Book Review: The Siege of Naggarond (Warhammer: The End Times)

The Siege of Naggarond (Warhammer: The End Times)
Publisher: Games Workshop
Cost: $4.99
Page Count: 35
Release Date: 02/27/2015
Get it Here: The Black Library

Okay, at least The Seige of Naggarond is a better deal than yesterday’s waste of everything, Gotrek & Felix: Rememberers. Still, it’s odd that Marienburg’s Stand was thirty-two pages long and $3.99 while The Siege of Naggaron is only three pages more and it costs an extra dollar. OH Games Workshop and your horrible nickel and diming of gamers. Meanwhile With Ice and Sword was fifty pages long and costs the same as this one, so it’s the best deal out of the five End Times: Quick Reads Subscription pieces in both cost and quality. Don’t worry though, unlike Rememberers, which was so bad, it should be wiped from existence, The Siege of Naggarond is a decent read and falls squarely in the middle of these pieces. It’s a fun read and this makes four out of the five pieces in this subscription package that I can recommend with ease to fans of Warhammer Fantasy.

The Siege of Naggarond is a sequel to The Curse of Khaine. This tale is mentioned in passing in the very first End Times sourcebook: Nagash but this story really fleshes out these events and turns things into a battle well worth reading about. In Nagash is felt like Malekith just came in and slaughtered the army of Chaos on his own. Here you see that things weren’t so one-sided. Of course, this story was written by the same author who has peened several tales of Valkia the Bloody, so it only makes sense that she gets to write the death of this character who was almost synonymous with her. No, none of these are spoilers. The events of this story have been known for months and published in at least two other books. This is simply the first time we’ve gotten intimate details about the Siege.

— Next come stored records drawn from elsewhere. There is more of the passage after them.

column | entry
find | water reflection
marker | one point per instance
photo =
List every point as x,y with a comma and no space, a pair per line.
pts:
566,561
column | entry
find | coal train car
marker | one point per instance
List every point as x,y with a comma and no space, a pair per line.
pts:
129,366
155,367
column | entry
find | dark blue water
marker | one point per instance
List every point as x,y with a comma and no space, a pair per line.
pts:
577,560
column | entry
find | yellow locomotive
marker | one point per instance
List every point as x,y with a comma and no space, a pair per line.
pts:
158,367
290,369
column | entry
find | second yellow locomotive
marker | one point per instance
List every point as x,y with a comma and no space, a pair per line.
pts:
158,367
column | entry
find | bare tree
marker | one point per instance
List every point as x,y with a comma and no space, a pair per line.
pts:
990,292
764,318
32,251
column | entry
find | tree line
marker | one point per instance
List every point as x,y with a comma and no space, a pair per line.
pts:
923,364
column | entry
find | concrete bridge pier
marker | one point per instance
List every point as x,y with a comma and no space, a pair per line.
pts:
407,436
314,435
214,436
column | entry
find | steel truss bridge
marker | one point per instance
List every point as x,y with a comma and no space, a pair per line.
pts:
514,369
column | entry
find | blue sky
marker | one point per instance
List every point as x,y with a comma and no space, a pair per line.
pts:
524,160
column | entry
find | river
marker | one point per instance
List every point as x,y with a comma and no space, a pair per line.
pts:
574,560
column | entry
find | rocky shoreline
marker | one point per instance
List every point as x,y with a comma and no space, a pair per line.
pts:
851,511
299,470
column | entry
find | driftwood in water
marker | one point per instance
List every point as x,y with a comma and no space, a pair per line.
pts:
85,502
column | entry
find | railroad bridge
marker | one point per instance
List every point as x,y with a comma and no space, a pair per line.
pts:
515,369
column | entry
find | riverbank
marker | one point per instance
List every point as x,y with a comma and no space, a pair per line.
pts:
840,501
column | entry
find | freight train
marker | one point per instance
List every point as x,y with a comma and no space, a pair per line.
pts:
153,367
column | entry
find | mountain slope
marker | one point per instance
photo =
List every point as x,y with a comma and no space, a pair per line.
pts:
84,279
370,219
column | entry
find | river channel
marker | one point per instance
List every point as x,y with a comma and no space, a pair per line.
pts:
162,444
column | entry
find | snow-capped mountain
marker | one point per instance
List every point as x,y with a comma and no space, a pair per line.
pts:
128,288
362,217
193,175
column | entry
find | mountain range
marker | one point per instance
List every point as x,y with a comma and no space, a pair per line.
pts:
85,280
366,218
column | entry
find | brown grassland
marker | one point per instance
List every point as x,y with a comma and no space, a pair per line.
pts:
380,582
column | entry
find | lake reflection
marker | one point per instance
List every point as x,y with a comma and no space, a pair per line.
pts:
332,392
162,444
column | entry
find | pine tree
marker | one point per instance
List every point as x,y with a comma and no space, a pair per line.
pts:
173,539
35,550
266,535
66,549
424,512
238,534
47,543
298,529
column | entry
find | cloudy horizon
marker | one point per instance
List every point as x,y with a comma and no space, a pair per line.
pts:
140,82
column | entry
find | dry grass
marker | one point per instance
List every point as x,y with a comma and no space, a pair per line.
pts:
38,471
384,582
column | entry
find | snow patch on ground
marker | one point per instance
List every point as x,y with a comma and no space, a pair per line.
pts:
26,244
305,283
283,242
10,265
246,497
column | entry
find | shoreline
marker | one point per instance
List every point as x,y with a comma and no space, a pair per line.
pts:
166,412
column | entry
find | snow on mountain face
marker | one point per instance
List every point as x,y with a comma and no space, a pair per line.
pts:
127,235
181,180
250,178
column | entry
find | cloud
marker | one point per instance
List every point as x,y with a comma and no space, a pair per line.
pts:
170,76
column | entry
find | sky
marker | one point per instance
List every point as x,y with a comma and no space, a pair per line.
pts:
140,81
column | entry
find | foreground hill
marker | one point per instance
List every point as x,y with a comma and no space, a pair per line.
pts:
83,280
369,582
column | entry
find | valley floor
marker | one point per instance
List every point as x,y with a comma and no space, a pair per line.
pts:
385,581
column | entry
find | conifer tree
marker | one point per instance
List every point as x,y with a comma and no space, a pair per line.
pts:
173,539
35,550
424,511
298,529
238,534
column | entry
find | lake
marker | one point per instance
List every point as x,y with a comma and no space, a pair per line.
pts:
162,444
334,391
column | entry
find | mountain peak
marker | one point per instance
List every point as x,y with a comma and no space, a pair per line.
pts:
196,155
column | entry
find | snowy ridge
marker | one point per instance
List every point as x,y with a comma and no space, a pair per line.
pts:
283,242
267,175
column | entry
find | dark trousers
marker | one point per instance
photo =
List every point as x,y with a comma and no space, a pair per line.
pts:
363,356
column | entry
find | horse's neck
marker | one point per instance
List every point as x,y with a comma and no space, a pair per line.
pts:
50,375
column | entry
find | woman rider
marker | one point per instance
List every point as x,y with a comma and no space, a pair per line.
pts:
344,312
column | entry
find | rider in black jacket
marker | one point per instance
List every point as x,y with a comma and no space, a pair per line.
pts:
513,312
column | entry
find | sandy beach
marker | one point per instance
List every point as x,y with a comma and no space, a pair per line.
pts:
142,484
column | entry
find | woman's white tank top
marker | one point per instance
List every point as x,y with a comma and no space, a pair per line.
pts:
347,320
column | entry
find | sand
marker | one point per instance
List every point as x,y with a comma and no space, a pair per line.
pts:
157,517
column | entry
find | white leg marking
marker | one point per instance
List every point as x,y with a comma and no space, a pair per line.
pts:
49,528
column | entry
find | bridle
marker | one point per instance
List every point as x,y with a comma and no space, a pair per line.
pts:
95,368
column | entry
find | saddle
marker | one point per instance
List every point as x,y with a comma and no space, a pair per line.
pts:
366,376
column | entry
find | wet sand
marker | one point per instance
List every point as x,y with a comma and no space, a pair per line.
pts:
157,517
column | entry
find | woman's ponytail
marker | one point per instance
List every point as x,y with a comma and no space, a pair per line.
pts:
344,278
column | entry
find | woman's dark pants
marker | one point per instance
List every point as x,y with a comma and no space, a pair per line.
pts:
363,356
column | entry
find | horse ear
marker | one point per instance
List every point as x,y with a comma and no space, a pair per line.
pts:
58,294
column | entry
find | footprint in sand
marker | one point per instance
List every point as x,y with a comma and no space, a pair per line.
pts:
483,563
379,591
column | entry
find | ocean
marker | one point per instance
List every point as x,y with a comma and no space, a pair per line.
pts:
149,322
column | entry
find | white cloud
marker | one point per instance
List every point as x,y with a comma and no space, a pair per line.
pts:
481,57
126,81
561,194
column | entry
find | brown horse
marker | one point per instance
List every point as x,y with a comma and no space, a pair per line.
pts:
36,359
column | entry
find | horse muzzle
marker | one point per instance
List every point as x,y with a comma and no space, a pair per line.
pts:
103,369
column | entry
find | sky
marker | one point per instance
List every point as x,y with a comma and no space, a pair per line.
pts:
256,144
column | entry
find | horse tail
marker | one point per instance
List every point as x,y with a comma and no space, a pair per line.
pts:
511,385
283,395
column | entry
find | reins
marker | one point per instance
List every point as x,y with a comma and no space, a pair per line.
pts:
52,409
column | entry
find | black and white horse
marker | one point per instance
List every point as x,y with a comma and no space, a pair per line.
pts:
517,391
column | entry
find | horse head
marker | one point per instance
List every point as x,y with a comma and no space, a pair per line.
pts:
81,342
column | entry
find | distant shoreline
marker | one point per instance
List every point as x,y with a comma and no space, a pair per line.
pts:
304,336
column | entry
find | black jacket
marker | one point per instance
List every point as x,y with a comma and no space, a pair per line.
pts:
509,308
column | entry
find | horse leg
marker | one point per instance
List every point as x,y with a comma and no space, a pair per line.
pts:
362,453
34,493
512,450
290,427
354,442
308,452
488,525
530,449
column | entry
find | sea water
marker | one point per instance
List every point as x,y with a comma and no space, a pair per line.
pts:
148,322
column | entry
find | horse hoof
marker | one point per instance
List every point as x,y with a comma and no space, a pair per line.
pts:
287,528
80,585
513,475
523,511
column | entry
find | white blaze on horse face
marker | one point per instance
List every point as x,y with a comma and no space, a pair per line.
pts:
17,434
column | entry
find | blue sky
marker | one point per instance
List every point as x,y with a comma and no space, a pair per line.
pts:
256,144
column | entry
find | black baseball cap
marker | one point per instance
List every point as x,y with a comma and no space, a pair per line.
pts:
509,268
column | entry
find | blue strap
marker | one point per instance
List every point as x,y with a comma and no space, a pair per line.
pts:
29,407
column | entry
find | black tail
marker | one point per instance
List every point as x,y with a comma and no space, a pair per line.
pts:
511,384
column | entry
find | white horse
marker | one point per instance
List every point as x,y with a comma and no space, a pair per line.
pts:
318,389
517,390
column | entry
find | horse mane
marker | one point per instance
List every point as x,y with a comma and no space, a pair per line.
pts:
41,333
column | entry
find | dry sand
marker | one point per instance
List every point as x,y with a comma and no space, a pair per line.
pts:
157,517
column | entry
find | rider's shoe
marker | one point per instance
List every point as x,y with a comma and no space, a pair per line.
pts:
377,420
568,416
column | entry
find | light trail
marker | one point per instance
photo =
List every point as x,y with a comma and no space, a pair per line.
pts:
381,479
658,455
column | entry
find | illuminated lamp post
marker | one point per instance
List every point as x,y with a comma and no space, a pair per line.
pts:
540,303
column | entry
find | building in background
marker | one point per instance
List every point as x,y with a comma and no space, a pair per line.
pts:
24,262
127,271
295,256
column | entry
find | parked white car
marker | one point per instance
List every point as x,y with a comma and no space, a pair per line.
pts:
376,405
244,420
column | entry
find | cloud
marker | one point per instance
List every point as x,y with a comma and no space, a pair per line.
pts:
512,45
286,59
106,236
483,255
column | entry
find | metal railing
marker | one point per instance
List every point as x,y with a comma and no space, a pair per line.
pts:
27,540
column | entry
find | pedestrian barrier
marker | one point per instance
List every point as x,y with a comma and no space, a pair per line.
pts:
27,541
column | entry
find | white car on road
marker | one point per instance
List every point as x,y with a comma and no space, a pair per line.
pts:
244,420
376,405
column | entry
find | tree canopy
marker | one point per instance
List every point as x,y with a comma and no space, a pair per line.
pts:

For three-fourths of the book, the narration focuses on Kruath, a Dark Elf scout is is apparently the only survivor from The Tower of Volroth, which was utterly decimated by the forces of Chaos and their leader, Valkia the Bloody. Kruath was dispatched with a singular mission – to warn Naggarond of the approaching horde which exists only to murder everything in its path. Khorne likes his death after all. Kruath is successful and thanks to his long hard ride, Kouran Darkhand (my favorite Dark Elf) and his fellow residents of Naggarond are able to prepare for the coming battle. Much of the story is told from Kruath’s eyes as he watched the forces of druchii and Chaos do battle with each other. For the last fourth of the story we see things from the eyes of Darkhand himself as we learn that the entire tale is him reminiscing with Malekith, the Witch-King of the Dark Elves on their way to another encounter. The story is very well told, although it is a bit jarring when the narration switch over.

Like many of the stories in The End Times: Quick Reads Subscription, The Siege of Nagarrond is filled with battle descriptions. Here though, the focus is really on three core battles, each of which features Valkia the Bloody. Two of the battles are with Kouran Darkhand and the final one is with Malekith and his black dragon. Of course it’s not just the final battle showcased in The Siege of Nagarrond, but the final battle ever for Valkia the Blood. It’s a shame as she was one of the few female characters in Warhammer Fantasy and one of the fewer still with an actual model and stats for gaming. With her death all we really have left are Nefertata and Khalida (As a Tomb Kings player, I’m thankful my ladies are still intact!). Oh and Alarielle the Everqueen for the elves. Well, this is The End Times and so many characters are dying; you couldn’t give the few female characters in Warhammer a pass just because they are ladies.

The Siege of Nagarrond is a good story, despite its high cost to low page count ratio. At this point though, you shouldn’t be surprised by Games Workshop’s insane fiction prices, but hopefully the higher cost of these things goes into what the author’s pocket, but I doubt it. If you’re a fan of Valkia and/or the Dark Elves of Warhammer Fantasy, this is a really good read. It’s nice to get some concrete details about the siege instead of passing remarks about it in The End Times sourcebooks. You get to see a lot of characterization and depths in these thirty-five pages. Even if you are relatively new to Warhammer Fantasy or have never read a Valkia or Dark Elves story before, you will walk away with a pretty good understand of who the main characters are. Darkhand, Kruath and Valkia are especially well written and it’s a shame we won’t be seeing any of them in Ninth Edition when it comes out in a few months. All in all, this is a fine story and the only thing to be disappointed by in it is the price, and that’s no fault of the author.

So The End Times: Quick Reads Subscription is over. For fifteen and a half USD, you get 144 pages of content. That’s pretty expensive, even for Games Workshop where their 400 page novels usually run that much. Still four of the five stories are well worth reading and if you’re a Warhammer Fantasy fan, you will enjoy the content here. It is what it is. If you’re going to buy some of the stories, you might as well got the subscription route and save yourself three dollars or so.